Search code examples
pythonscikit-learncountvectorizer

Adding numbers to stop_words to scikit-learn's CountVectorizer


This question explains how to add your own words to the built-in English stop words of CountVectorizer. I'm interested in seeing the effects on a classifier of eliminating any numbers as tokens.

ENGLISH_STOP_WORDS is stored as a frozen set, so I guess my question boils down (unless there's a method I don't know) to if it's possible to add an arbitrary number represnetation to a frozen list?

My feeling on the question is that it's not possible, since the finiteness of the list you have to pass precludes that.
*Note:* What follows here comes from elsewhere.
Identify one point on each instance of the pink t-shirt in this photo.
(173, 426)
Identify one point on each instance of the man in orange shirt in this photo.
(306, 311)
I suppose one way to accomplish the same thing would be to loop through the test corpus and pop words where word.isdigit() is true to a set/list that I can then union with ENGLISH_STOP_WORDS (see previous answer), but I'd rather be lazy and pass something simpler to the stop_words parameter.


Solution

  • Instead of extending the stopword list, you can implement this as a custom preprocessor for the CountVectorizer. Below is a simple version of this shown in bpython.

    >>> import re
    >>> cv = CountVectorizer(preprocessor=lambda x: re.sub(r'(\d[\d\.])+', 'NUM', x.lower()))
    >>> cv.fit(['This is sentence.', 'This is a second sentence.', '12 dogs eat candy', '1 2 3 45'])
    CountVectorizer(analyzer=u'word', binary=False, decode_error=u'strict',
            dtype=<type 'numpy.int64'>, encoding=u'utf-8', input=u'content',
            lowercase=True, max_df=1.0, max_features=None, min_df=1,
            ngram_range=(1, 1),
            preprocessor=<function <lambda> at 0x109bbcb18>, stop_words=None,
            strip_accents=None, token_pattern=u'(?u)\\b\\w\\w+\\b',
            tokenizer=None, vocabulary=None)
    >>> cv.vocabulary_
    {u'sentence': 6, u'this': 7, u'is': 4, u'candy': 1, u'dogs': 2, u'second': 5, u'NUM': 0, u'eat': 3}
    

    Precompiling the regexp would likely give some speedup over a large number of samples.